His hand flies to his heart. “Oh. Miss Alexa Dylan. I’m hurt.”
“Like you don’t already know how I feel about you.” I bat my eyelashes, then pretend to gag myself with my pointer finger.
“You two are so cute.” Amelia throws her arms around us and squeezes. “You’re like an old married couple, minus the old and married and couple parts.”
I push her away. “Disgusting.”
“Oh, you talking about yourself now?” Eric raises his thick eyebrows. “You’d better be, after making me watch your vegetarian food for so long.” He says “vegetarian” like it is something unholy. “What’s happening anyway? Why have you two been so gossipy today?”
“It’s a bit of a long story,” Amelia says, feigning disinterest.
“The recruiting officers aren’t here yet. We’ve got time.” He leans back in his chair and runs a hand through his unruly hair. Eric is wearing khakis and a light blue button-down, but he doesn’t let the nice clothes keep him from resting his loafers on the armrest of the chair in front of him.

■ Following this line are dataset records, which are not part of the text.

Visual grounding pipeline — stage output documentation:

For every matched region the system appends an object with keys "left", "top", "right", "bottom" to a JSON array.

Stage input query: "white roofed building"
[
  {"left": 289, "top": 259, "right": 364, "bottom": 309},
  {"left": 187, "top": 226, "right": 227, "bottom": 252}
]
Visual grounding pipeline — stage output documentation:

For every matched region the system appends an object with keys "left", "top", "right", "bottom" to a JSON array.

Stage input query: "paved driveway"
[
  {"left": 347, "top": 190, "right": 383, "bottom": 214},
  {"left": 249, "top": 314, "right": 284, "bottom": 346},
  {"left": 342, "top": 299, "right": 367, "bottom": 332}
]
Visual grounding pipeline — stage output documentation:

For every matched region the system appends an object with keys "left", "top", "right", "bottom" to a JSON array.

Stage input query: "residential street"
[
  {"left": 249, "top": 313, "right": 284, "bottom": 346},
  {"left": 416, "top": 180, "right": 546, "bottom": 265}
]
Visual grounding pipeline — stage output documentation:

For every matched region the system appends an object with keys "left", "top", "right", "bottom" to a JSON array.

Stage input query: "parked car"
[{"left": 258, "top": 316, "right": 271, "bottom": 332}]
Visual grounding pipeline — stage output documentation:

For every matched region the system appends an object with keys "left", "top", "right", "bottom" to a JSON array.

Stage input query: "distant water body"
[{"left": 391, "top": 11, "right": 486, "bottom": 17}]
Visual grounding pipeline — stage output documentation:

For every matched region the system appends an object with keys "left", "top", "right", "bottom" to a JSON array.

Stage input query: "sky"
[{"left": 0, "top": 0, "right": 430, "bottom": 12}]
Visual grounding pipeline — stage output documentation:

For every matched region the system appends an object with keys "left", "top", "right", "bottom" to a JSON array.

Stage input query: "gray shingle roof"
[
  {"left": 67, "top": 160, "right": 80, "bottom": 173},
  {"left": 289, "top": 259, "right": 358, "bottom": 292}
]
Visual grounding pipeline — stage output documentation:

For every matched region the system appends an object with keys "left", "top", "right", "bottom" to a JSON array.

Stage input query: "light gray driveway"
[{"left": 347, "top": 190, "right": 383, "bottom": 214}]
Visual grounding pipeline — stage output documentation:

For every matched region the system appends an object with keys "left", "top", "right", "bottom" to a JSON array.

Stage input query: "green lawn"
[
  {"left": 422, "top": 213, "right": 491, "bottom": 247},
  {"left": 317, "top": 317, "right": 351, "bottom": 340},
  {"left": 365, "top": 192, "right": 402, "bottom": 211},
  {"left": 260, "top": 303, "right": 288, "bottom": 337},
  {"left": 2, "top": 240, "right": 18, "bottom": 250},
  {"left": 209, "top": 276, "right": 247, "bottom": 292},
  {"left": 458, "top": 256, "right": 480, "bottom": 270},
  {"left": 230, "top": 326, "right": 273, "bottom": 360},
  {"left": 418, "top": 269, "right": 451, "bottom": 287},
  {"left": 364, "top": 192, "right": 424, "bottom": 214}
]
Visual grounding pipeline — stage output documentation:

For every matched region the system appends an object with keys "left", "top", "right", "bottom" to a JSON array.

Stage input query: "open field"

The year nine boys sitting on either side of it turn to us, scowls already slipping across their faces, but don’t make a move when they spot Amelia. She smiles at them and waves them away. There’s a reason everyone in Amelia’s family is in politics.
Eric meets my eye. “So?”
“It’s not actually a long story.” I shrug. “It’s just that the Ram apparently has been spreading a rumor that she wants to attack me during the assembly.”
“You mean your pretty face is going to be all messed up by the end of this?” He reaches over Amelia to gingerly pat my head, a melodramatic pout on his lips. I glower and it transforms into a grin. I swat him away.
Amelia slaps her hands over our mouths. “Shhh.” The house lights dim. “It’s starting.”
In other news, I currently have half a contact lens stuck in my left eye (it ripped in half last night and I was only able to find and pull out one part–I cannot, for the life of me, find the other half, although I can feel it stuck in there) (I know, I’m sorry people who have phobias of eye problems–*cough* Hannah), but yeah. I’m going to go try to figure out what to do about that now. Then work on NaNo until my guilt and panic win out over doing homework.